Clayoquot a heritage worth protecting

Wilderness Committee Educational Report Vol.13 - No.05, Summer 1994

Save Clayoquot Petition presented to Federal Government

Ms. Carr (rt.)gives Ms. Copps (lt.) Calyoquot petition.

One year less a day after the disastrous Provincial government decision to "compromise" Clayoquot Sound, Adriane Carr presented to Deputy Prime Minister Sheila Copps the Wilderness Committee's official Save Clayoquot Sound petition with over 120,000 signatures. It asked the Federal government to initiate negotiations with the First Nations and the Provincial Government with the view to ending the big forest company logging rights and protecting Clayoquot's irreplaceable wild forest.

Surprisingly, Ms. Copps intimated that this was not yet a strong enough show of support to get her government to act.

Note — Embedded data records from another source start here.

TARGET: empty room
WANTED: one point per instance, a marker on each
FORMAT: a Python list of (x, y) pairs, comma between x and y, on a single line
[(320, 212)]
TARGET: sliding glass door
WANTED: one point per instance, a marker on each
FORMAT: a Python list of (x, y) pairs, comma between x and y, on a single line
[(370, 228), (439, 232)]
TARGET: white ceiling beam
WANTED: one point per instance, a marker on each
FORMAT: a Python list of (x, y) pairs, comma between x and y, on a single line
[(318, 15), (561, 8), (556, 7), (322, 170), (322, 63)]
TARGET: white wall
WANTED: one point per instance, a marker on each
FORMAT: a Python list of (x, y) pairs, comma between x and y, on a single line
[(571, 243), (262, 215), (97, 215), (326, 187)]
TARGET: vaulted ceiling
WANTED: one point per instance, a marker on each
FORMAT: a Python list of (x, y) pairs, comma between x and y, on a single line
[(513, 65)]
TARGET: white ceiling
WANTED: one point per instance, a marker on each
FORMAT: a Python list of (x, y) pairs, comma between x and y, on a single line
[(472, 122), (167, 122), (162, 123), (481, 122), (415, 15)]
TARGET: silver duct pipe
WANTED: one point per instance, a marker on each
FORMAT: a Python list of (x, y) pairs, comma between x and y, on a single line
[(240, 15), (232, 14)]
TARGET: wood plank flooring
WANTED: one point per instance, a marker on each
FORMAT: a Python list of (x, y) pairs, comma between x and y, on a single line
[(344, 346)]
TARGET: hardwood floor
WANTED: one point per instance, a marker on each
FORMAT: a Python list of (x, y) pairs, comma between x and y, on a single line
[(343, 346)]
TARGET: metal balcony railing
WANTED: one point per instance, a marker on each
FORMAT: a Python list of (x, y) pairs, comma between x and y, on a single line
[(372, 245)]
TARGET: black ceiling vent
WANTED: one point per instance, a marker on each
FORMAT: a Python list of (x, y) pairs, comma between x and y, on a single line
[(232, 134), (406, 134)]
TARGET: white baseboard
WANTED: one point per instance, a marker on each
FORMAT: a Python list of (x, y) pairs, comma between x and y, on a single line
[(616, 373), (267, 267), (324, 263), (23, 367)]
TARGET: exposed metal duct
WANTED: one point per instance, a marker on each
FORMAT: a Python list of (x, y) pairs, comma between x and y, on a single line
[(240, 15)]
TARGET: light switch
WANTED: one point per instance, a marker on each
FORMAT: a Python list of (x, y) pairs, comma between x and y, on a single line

Since then the Wilderness Committee has gathered another 20,000 signatures and is distributing 100,000 opinion poll postcards to educate the Prime Minister as to how people feel about Clayoquot. Use the tear-out on this paper to request postcards and petitions. Your message to the Prime Minister is a crucial part of our Clayoquot campaign.


Special Warning


The new Forest Practices Code now before the B.C. legislature proposes to make it illegal to build new trails and maintain existing trials on public provinicl forest lands without prior government approval. Offenders are liable to a maximum fine of $100,000 and one year in jail. WCWC won the right to build trails in a 1988 court decision. Its Carmanah trail was instrumental in raising public support to save Canada's finest Siska Spruce.